GIGABYTE MA790GP-UD4H Motherboard Review

 

AMD overclocking is not as refined as Intel when it comes to overclocking. Even Core i7 has a better turn out than AMD. Unfortunately we didn't get past 220MHz; even with all the tweaks and lowering the bus and dividers we still hit a wall at 220MHz.
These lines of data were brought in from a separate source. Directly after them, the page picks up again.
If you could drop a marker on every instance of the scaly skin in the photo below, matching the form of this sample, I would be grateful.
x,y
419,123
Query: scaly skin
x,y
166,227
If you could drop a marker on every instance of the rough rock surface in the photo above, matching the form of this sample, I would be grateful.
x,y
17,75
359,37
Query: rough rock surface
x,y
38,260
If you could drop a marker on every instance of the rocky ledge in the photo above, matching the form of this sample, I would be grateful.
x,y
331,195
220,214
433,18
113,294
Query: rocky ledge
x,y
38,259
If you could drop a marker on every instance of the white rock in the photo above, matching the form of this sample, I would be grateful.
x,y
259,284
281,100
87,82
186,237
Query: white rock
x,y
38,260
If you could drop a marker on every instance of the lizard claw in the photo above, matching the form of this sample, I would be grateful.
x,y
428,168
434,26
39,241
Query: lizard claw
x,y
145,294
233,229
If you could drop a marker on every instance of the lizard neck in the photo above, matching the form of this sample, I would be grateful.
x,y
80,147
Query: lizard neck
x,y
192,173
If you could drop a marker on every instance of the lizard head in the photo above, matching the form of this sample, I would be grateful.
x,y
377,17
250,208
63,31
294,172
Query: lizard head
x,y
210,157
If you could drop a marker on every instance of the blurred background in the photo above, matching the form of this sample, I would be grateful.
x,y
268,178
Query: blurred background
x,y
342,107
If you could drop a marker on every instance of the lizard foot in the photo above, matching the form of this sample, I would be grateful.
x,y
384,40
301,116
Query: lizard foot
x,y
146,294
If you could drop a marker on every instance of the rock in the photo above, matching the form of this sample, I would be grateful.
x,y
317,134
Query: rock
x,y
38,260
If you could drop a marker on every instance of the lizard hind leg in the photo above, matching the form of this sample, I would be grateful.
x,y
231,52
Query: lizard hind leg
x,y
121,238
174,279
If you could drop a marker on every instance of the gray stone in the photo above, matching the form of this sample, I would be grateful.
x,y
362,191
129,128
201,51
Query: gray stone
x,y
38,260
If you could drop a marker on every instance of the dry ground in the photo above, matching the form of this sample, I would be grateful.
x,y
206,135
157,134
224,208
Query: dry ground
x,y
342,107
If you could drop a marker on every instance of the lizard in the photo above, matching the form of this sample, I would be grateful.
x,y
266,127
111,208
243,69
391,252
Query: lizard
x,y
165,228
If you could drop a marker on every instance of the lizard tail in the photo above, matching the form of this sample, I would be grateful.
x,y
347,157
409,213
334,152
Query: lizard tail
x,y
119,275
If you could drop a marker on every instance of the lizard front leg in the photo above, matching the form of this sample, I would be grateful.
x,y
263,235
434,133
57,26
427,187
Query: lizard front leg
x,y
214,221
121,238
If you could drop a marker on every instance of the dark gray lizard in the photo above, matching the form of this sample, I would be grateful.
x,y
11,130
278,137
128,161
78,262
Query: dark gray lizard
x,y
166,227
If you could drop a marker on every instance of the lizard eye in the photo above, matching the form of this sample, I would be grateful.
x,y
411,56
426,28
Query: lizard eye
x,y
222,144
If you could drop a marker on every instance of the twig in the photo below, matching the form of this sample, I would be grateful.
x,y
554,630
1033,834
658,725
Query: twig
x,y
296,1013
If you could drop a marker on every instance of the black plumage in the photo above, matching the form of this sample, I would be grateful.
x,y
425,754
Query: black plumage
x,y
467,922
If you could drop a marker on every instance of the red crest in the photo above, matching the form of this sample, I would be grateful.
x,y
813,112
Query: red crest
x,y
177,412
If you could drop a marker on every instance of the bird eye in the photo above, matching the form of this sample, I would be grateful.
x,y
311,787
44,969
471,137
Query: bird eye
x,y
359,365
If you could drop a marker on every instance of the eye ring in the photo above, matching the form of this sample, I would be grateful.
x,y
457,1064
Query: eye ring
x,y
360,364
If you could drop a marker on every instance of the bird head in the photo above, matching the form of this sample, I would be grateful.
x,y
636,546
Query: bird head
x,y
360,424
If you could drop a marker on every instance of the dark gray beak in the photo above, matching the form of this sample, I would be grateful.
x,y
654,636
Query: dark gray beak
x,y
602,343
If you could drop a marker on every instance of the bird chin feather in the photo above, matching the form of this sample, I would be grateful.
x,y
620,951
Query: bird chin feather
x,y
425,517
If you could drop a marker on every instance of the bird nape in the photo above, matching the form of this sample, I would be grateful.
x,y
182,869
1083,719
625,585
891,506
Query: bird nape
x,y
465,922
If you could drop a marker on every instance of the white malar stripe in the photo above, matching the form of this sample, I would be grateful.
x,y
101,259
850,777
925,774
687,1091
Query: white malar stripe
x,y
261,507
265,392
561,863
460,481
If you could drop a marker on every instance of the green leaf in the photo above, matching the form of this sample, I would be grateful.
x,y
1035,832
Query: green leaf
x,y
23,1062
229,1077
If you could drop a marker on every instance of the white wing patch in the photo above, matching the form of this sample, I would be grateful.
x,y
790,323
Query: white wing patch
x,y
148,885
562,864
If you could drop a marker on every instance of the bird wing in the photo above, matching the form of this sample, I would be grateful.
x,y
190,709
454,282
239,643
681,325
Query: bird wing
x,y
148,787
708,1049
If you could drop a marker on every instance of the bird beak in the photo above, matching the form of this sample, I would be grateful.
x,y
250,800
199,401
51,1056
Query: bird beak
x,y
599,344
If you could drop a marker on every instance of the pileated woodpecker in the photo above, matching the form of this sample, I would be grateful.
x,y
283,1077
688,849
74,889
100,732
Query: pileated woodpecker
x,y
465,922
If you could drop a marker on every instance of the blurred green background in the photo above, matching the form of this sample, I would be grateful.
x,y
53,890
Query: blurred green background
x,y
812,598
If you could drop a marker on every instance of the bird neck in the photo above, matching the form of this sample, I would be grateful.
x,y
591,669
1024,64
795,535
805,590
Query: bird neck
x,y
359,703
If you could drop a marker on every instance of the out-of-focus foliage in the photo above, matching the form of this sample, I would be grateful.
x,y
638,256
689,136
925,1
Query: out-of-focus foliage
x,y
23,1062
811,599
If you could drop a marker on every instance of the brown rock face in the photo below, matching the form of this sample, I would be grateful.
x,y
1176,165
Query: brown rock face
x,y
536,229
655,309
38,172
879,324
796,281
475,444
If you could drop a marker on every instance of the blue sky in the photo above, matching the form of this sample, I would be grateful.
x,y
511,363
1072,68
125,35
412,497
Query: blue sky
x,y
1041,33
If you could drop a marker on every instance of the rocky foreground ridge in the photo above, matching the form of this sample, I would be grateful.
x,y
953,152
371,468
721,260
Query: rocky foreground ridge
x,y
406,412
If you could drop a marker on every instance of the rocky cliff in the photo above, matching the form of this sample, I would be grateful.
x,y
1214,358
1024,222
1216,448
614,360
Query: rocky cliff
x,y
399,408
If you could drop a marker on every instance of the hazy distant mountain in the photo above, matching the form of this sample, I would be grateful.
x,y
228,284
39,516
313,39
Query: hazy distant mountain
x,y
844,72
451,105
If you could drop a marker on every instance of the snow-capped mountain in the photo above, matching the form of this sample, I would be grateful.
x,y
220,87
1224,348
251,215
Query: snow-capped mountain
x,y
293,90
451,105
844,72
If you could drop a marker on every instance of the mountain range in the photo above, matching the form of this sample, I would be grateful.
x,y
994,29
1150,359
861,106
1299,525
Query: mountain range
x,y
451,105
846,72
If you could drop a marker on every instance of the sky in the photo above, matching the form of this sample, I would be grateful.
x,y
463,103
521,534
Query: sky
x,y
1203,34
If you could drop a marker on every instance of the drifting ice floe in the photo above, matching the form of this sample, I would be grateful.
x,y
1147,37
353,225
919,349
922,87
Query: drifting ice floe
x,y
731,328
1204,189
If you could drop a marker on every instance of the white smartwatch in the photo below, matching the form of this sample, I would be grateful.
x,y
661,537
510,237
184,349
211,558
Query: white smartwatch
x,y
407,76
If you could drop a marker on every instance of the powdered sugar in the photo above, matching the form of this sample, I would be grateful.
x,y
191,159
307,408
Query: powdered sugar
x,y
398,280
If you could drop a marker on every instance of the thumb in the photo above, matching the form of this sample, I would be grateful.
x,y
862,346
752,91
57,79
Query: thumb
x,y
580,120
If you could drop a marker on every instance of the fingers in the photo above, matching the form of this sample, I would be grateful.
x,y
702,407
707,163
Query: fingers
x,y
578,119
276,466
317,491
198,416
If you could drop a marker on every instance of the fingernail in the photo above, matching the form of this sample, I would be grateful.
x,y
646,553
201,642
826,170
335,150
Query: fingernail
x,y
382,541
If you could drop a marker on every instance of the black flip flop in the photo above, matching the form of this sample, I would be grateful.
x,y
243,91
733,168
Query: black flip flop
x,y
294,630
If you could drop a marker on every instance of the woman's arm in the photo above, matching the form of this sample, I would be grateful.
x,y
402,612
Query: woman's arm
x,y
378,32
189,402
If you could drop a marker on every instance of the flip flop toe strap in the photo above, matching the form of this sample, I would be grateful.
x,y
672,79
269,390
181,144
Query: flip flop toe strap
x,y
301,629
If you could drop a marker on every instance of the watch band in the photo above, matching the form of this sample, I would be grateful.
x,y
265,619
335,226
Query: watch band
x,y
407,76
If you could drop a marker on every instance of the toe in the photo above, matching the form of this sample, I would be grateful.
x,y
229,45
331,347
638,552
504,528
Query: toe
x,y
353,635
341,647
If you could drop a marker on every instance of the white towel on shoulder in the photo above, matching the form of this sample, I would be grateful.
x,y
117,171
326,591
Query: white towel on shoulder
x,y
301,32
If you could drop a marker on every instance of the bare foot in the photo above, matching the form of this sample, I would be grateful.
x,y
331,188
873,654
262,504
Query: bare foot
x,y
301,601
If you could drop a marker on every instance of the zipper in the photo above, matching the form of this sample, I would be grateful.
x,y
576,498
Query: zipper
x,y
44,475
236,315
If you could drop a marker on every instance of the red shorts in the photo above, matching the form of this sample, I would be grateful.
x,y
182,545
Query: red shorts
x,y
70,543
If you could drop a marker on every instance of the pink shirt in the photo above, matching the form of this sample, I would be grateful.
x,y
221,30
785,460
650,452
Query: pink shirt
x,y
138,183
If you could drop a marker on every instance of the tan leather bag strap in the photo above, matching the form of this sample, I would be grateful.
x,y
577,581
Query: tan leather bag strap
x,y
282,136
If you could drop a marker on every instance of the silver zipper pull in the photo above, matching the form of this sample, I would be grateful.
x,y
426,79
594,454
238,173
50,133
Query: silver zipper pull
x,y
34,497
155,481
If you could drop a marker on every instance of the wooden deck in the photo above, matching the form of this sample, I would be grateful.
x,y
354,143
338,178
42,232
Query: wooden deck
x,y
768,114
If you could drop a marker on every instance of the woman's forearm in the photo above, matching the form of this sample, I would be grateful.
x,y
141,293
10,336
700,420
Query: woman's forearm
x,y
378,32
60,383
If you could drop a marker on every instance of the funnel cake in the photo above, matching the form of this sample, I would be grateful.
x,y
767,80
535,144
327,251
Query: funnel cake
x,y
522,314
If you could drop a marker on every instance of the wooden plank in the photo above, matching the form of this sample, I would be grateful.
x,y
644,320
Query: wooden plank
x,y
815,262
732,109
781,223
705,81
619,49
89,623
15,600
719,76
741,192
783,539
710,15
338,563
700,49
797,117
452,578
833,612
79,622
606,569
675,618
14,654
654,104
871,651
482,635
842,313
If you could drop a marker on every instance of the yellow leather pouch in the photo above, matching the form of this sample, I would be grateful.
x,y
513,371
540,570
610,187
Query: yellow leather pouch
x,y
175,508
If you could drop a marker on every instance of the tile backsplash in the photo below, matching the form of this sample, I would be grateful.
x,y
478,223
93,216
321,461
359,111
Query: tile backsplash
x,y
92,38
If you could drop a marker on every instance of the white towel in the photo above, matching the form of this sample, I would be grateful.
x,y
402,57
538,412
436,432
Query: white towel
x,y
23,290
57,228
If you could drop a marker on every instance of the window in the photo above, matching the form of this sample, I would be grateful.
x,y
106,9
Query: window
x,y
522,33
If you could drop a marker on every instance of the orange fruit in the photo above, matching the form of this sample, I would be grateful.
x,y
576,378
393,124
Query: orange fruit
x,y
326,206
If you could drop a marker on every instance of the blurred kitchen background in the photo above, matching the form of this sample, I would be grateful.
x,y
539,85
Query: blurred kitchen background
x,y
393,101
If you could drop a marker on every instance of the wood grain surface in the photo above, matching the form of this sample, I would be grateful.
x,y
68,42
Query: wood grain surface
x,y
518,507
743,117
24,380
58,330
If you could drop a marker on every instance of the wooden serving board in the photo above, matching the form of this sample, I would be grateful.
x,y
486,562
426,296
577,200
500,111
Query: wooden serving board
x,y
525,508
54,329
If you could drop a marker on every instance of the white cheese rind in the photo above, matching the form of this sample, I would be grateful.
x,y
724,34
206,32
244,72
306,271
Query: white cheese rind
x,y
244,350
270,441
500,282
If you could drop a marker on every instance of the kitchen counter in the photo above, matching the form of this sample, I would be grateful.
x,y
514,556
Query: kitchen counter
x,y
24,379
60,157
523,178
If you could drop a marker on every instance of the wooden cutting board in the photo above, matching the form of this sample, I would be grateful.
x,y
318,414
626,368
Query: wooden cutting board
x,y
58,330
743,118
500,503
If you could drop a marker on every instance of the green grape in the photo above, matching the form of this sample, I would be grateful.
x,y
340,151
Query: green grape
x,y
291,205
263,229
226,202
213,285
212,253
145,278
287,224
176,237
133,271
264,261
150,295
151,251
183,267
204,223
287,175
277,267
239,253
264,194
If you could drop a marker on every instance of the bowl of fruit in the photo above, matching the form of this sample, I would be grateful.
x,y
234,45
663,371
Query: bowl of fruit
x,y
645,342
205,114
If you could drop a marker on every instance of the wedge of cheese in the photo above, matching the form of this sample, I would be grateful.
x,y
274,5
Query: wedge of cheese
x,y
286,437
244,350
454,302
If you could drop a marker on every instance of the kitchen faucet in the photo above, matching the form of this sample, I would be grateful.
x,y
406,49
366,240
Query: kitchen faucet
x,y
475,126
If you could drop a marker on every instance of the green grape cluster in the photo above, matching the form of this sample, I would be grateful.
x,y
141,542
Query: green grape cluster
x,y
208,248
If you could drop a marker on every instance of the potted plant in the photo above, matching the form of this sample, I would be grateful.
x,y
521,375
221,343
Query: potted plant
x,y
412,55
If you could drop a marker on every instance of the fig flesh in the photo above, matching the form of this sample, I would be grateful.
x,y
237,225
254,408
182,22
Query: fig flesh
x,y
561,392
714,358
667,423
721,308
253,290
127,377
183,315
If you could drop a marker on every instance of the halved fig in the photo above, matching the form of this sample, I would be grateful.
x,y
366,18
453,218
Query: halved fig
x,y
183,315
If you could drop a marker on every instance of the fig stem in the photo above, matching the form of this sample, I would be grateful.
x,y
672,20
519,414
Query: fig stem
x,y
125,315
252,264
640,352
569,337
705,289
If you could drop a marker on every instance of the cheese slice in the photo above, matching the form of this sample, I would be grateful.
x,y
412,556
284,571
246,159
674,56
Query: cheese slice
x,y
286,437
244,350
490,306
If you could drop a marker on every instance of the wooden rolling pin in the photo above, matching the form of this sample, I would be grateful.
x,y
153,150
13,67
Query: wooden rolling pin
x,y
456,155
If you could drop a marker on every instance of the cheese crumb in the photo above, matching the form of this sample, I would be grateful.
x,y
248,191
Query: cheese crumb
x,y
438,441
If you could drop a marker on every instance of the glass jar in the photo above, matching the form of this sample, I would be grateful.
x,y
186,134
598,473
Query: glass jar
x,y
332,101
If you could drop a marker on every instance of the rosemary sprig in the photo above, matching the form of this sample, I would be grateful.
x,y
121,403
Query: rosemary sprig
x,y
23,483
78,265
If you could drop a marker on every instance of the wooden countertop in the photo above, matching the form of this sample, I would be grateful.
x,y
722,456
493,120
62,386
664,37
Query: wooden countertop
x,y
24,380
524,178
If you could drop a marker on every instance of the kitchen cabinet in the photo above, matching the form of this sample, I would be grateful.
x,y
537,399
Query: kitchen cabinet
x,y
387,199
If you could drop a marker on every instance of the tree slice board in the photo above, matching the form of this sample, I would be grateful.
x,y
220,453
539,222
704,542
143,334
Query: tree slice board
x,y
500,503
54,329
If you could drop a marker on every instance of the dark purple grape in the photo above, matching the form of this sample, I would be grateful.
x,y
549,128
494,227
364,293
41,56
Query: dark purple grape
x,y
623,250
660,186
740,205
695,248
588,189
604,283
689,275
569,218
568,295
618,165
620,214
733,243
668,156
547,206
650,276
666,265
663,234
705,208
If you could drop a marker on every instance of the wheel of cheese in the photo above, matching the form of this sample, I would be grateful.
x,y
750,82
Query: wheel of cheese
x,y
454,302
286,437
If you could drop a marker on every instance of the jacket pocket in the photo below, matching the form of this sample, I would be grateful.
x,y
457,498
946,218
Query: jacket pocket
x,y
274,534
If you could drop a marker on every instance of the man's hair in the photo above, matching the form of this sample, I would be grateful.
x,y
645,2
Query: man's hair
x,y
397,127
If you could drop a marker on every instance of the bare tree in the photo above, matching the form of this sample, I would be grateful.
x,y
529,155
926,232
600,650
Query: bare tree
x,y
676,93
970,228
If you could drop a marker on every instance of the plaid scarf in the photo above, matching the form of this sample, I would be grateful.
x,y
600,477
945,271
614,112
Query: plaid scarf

However, we only get a bit of time to tweak and with more time you may get more out of it, but it's nice to be able to get higher speeds straight off the bat, so it's a buyers option here.

 

Important Editor Note: Our maximum overclocking result is the best result we managed in our limited time of testing the motherboard. Due to time constraints we weren't able to tweak the motherboard to the absolute maximum and find the highest possible FSB, as this could take days to find properly. We do however spend at least a few hours overclocking every motherboard to try and find the highest possible overclock in that time frame. You may or may not be able to overclock higher if you spend more time tweaking, or as new BIOS updates are released. "Burn-in" time might also come into play if you believe in that.